13. Reviewing Merges & Databases#

import pandas as pd
pd.merge?

a review problem

If weather_df has a row for every date in the past 100 years, a column named date and columns for the weather that day and birthdays_df has a row for each member of the CS department with a column birthdate and a second column name, how would you merge these two datasets to find out the weather on the day each person was born?

bday_weather = pd.merge(left= weather_df, right = birthdays_df,
                        left_on = 'date', right_on ='birthdate', how= 'inner')

13.1. Working with Databases#

Off the shelf, pandas cannot read databased by default. We’ll use the sqlite3 library.

import sqlite3

First, we set up a connection, that links the the notebook to the databse.

conn = sqlite3.connect('data/nba1819.db')
conn
<sqlite3.Connection at 0x7f2b569e85d0>

To use it, we add a cursor.

cursor = conn.cursor()

We can use execute to pass SQL queries through the cursor to the database.
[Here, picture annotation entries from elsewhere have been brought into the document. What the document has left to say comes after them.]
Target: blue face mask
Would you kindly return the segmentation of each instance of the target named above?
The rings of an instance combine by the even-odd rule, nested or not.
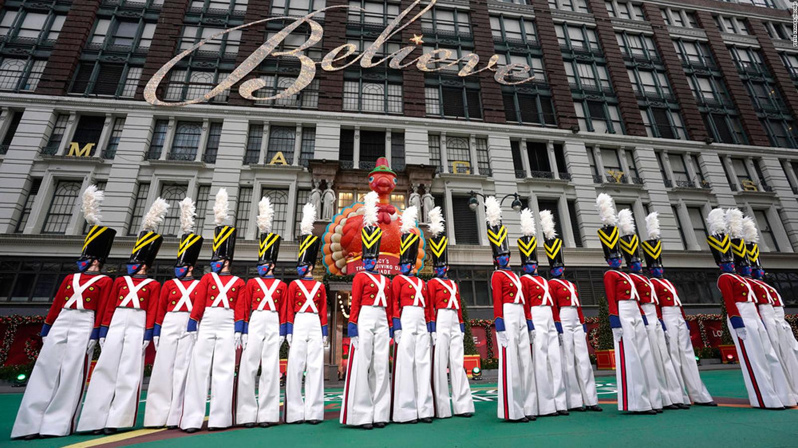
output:
[[[175,277],[183,278],[188,273],[188,266],[175,266]]]
[[[141,269],[140,263],[128,263],[128,275],[134,275]]]
[[[222,272],[222,269],[224,268],[224,260],[219,260],[218,261],[211,261],[211,270],[216,273]]]
[[[527,263],[523,265],[523,272],[527,273],[535,273],[535,271],[538,269],[537,263]]]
cursor.execute('SELECT name FROM sqlite_master WHERE type="table"')
<sqlite3.Cursor at 0x7f2b56aa2570>

Then we use fetchall to get the the results of the query.

cursor.fetchall()
[('teams',),
 ('conferences',),
 ('playerGameStats2018',),
 ('playerGameStats2019',),
 ('teamGameStats2018',),
 ('teamGameStats2019',),
 ('playerTeams2018',),
 ('playerTeams2019',),
 ('teamDailyRankings2018',),
 ('teamDailyRankings2019',),
 ('playerNames',)]

We can also pass queries to the database through pandas and then get it returned as a DataFrame.

pd.read_sql('SELECT PLAYER_ID, PLAYER_NAME FROM playerNames',conn).head(1)
PLAYER_ID PLAYER_NAME
0 202695 Kawhi Leonard

We can use * to get all of the columns and LIMIT to reduce the number of rows.

pd.read_sql('SELECT * FROM playerNames LIMIT 5',conn)
index PLAYER_NAME PLAYER_ID
0 0 Kawhi Leonard 202695
1 1 Pascal Siakam 1627783
2 2 Marc Gasol 201188
3 3 Danny Green 201980
4 4 Kyle Lowry 200768

How can get all of the data from the teams table?

teams_df = pd.read_sql('SELECT * FROM teams',conn)
teams_df.head()
index LEAGUE_ID TEAM_ID MIN_YEAR MAX_YEAR ABBREVIATION NICKNAME YEARFOUNDED CITY ARENA ARENACAPACITY OWNER GENERALMANAGER HEADCOACH DLEAGUEAFFILIATION
0 0 0 1610612737 1949 2019 ATL Hawks 1949 Atlanta State Farm Arena 18729.0 Tony Ressler Travis Schlenk Lloyd Pierce Erie Bayhawks
1 1 0 1610612738 1946 2019 BOS Celtics 1946 Boston TD Garden 18624.0 Wyc Grousbeck Danny Ainge Brad Stevens Maine Red Claws
2 2 0 1610612740 2002 2019 NOP Pelicans 2002 New Orleans Smoothie King Center NaN Tom Benson Trajan Langdon Alvin Gentry No Affiliate
3 3 0 1610612741 1966 2019 CHI Bulls 1966 Chicago United Center 21711.0 Jerry Reinsdorf Gar Forman Jim Boylen Windy City Bulls
4 4 0 1610612742 1980 2019 DAL Mavericks 1980 Dallas American Airlines Center 19200.0 Mark Cuban Donnie Nelson Rick Carlisle Texas Legends

13.2. More practice#

For each of the following, think about what to query from the database and how to merge the tables after. Also, consider if these questions are all specific enough or require more decisions to be made.

  1. How many players changed from the East conference to the West conference during the 2018 season?

  2. How many from the East conference to the West conference from the 2018 season to the 2019 season?

  3. Did teams that were founded earlier have better records in the 2018 season?

Think ahead

For a portfolio, you could ask questions like do events in a city impact if the home team wins later that week?